Although there have been quite a few studies about how anxiety affects the clinical and cognitive characteristics of ADHD, few studies have investigated the underlying brain functional mechanisms. Brain functional alterations in large-scale networks have been proposed to underlie the neural mechanisms of multiple psychiatric disorders, including ADHD and anxiety. A recent meta-analysis of 20 studies with 944 ADHD patients and 1,121 controls revealed that ADHD was associated with disrupted within-DMN connectivity (Sutcubasi et al., 2020). Another meta-analysis focusing on large-scale functional networks revealed hyperconnectivity between the frontoparietal network (FPN) and regions of the DMN in participants with ADHD compared with HCs (Gao et al., 2019).

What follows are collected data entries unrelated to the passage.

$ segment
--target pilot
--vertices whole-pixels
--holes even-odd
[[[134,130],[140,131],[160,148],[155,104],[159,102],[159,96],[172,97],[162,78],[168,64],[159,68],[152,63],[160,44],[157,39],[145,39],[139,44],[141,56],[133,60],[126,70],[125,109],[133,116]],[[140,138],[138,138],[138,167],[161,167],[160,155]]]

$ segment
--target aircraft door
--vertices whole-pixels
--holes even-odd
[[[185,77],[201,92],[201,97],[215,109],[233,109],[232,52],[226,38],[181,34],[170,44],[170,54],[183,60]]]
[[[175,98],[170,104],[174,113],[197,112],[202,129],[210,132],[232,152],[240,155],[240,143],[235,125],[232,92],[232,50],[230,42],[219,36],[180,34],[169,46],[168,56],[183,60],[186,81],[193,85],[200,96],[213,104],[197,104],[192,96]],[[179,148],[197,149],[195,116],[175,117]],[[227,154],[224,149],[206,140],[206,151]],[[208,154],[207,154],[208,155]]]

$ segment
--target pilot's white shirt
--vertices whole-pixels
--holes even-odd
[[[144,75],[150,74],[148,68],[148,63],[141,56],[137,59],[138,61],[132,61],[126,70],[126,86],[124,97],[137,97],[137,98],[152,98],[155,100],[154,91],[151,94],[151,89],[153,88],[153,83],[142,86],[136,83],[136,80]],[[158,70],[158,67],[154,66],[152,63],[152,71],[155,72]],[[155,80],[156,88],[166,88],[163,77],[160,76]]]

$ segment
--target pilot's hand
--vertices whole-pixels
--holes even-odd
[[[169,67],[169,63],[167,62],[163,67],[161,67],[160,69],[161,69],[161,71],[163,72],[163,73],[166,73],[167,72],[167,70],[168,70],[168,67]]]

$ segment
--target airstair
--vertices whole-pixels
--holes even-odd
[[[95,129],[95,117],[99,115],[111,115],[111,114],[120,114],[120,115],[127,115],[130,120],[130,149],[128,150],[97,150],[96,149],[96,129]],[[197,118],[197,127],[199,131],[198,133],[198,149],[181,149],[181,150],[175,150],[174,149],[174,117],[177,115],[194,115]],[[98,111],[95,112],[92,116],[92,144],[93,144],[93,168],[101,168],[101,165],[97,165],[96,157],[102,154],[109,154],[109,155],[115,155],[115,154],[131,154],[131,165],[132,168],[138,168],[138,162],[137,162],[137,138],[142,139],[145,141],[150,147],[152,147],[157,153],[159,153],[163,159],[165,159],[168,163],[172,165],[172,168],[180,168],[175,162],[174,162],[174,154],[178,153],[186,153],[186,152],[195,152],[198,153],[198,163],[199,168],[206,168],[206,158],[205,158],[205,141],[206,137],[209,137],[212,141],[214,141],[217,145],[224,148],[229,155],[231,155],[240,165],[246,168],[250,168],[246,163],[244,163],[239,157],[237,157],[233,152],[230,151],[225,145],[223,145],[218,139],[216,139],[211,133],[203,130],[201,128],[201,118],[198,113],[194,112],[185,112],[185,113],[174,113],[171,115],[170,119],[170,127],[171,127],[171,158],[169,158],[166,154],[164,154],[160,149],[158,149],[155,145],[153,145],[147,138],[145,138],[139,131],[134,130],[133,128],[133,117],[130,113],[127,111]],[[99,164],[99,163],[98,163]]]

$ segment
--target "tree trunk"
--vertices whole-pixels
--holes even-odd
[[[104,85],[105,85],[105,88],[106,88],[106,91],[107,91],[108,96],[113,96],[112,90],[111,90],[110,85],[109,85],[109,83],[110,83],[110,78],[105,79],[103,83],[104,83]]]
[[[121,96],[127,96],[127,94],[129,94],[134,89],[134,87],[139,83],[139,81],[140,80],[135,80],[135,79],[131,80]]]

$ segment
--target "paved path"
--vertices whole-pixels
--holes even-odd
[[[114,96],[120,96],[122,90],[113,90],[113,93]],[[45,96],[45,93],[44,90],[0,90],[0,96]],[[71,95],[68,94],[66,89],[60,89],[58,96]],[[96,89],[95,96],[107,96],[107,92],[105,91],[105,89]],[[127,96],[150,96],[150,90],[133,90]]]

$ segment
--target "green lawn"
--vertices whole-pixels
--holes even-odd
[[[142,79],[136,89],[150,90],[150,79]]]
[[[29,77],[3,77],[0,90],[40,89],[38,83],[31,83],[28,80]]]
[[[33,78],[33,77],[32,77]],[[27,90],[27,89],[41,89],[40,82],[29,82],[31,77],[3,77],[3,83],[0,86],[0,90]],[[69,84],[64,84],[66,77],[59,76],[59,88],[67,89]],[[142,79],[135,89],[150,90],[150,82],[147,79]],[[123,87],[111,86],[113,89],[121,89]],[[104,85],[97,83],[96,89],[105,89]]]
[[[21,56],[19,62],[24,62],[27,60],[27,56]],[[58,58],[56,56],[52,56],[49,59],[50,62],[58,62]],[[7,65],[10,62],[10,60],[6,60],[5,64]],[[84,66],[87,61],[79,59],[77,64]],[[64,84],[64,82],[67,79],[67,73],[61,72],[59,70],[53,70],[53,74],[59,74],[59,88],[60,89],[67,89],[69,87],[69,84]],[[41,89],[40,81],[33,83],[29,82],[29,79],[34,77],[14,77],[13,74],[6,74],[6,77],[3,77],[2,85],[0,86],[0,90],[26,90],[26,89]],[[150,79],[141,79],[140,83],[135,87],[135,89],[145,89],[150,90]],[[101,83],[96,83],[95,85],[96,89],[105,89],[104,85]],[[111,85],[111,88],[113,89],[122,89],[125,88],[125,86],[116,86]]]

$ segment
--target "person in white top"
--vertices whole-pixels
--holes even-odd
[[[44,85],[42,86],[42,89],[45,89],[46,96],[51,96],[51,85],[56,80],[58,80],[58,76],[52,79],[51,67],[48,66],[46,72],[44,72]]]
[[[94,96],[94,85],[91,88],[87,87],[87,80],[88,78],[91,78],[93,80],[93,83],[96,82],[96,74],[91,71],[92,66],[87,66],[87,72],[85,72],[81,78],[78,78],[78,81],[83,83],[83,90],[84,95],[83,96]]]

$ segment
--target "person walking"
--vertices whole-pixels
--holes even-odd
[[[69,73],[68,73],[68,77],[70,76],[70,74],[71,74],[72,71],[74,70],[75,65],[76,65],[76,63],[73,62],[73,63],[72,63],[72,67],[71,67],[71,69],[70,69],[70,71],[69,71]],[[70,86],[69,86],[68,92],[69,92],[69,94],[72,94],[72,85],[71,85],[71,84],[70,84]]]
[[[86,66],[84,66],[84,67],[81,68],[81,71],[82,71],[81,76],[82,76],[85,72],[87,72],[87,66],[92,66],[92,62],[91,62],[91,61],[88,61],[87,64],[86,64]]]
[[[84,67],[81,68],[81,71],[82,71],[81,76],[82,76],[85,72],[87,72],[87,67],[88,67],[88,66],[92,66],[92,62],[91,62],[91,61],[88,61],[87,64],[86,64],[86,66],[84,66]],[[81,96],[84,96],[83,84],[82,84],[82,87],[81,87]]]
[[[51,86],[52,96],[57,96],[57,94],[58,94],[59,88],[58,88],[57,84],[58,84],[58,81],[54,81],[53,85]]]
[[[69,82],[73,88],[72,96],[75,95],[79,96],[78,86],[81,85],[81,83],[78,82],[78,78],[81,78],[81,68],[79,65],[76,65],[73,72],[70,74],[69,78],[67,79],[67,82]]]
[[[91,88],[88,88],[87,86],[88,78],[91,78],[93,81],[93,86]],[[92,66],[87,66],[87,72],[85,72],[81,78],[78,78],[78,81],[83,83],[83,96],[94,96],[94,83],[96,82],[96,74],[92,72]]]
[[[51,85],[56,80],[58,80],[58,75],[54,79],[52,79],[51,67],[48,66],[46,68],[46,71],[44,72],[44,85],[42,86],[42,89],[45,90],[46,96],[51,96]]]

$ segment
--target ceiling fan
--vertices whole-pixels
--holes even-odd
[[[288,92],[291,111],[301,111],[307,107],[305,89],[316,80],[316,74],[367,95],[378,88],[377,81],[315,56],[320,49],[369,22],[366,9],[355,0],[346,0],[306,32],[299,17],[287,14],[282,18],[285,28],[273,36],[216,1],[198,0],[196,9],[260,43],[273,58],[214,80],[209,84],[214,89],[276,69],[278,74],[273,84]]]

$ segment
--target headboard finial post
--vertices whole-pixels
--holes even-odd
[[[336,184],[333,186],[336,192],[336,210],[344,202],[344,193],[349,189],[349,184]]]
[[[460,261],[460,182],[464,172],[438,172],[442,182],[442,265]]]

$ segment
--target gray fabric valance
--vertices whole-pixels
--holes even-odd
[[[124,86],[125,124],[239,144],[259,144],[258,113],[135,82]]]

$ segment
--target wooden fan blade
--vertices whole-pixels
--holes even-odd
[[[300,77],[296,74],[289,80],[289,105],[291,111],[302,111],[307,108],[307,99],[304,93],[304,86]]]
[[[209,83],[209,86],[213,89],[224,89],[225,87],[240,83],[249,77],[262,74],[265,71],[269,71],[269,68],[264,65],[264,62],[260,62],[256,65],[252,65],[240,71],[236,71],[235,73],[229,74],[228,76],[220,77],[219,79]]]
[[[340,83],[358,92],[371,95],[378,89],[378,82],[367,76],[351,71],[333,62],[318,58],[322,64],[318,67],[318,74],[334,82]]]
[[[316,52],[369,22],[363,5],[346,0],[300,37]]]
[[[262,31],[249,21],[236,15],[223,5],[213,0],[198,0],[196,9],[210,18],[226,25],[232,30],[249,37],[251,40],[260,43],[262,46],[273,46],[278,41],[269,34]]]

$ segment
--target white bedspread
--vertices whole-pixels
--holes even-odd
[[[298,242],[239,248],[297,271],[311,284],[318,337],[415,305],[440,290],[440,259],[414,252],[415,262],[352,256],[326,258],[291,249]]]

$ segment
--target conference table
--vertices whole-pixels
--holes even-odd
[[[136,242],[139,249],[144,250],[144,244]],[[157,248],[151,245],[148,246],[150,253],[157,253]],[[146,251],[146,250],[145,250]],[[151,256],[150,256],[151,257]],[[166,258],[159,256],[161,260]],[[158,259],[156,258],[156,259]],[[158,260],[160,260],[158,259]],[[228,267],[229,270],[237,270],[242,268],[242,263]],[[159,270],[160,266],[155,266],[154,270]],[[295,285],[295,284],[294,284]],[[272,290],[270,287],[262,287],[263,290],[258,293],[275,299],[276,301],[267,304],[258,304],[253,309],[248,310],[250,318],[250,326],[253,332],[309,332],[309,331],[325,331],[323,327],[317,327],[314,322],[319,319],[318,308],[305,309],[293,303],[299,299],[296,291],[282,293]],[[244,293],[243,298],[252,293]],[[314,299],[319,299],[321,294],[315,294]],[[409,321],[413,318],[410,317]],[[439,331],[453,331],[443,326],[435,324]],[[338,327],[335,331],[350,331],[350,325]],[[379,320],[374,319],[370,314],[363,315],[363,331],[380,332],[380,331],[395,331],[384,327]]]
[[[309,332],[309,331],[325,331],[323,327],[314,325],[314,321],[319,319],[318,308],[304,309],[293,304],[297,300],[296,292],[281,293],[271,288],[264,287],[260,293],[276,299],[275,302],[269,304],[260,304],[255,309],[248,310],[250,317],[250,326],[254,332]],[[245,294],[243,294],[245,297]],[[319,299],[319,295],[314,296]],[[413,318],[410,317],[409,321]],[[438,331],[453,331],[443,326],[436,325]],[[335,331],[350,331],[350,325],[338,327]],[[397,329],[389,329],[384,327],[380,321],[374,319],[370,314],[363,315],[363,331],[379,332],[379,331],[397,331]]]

In terms of anxiety, frontoparietal and limbic–prefrontal function connectivity alterations have been shown to play a significant role in the pathophysiology of anxiety disorders (Lai, 2020). Co-occurring ADHD and anxiety were also shown to be related to altered brain function in DMN nodes. In a clinical cohort of children with autism spectrum disorder, brain function within the DMN was found to be related to the co-occurrence of anxiety and ADHD symptoms (Wan et al., 2019). Another study investigating the effects of ADHD diagnosis on brain function in a social anxiety disorder (SAD) sample found that, in comparison with HCs, hypoconnectivity between the fusiform gyrus and posterior DMN regions was present in children with SAD only, while hyperconnectivity of the same regions was detected in children with SAD and ADHD (Ergul et al., 2019). In line with these results, the current study also identified elevated functional connectivity within the default mode network in the ADHD with a low level of anxiety. However, in the ADHD with a high level of anxiety, we did not observe any function connectivity alterations in the DMN compared to the control group. Previously, reduced functional connectivity between the posterior lateral frontal regions, dorsal anterior cingulate cortex, and left fusiform gyrus was identified in highly anxious individuals compared to those with a low level of anxiety (Basten et al., 2011). This result might explain what we have observed in the current study, that is, the attenuated functional connectivity alterations in the ADHD + ANX group.

Limitations

The current study explored the behavioral characteristics and neural correlates of children with ADHD and high anxiety levels. The significance level we utilized for the MRI data, the TFCE correction with a cluster extent threshold of 80 mm3 (10 voxels of size 2 × 2 × 2mm), seems lenient if we aimed at limiting the familywise error rate (Eklund et al., 2016). However, if we set a more stringent cluster extent, for example, 50 voxels, it might result in a low sensitivity (Noble et al., 2020). As there are few studies exploring the same topic as we did, a more lenient significance level can bring more insight into this area. In addition, we did not explore the potential confounding effects of depressive symptoms in children with ADHD. Future studies exploring the effects of anxiety and depression symptoms separately are warranted. Note that this study was conducted in a well-resourced city, and this result might not be generalizable to less well-developed areas.

Conclusion

In summary, in a clinical cohort of non-comorbid ADHD patients and controls, we found that anxiety in children with ADHD was associated with more aggression and social problems, as well as greater impairment in daily-life executive function. In addition, anxiety also altered the functional connectivity pattern in children with ADHD. The current study contributes to the ongoing exploration of the effects of anxiety on children with ADHD in a relatively large sample size of ADHD patients and HCs. By highlighting the effects of anxiety symptoms on ADHD in terms of clinical, daily-life executive functional, and brain functional connectivity characteristics, our work provides important information on the nature of the heterogeneity of ADHD.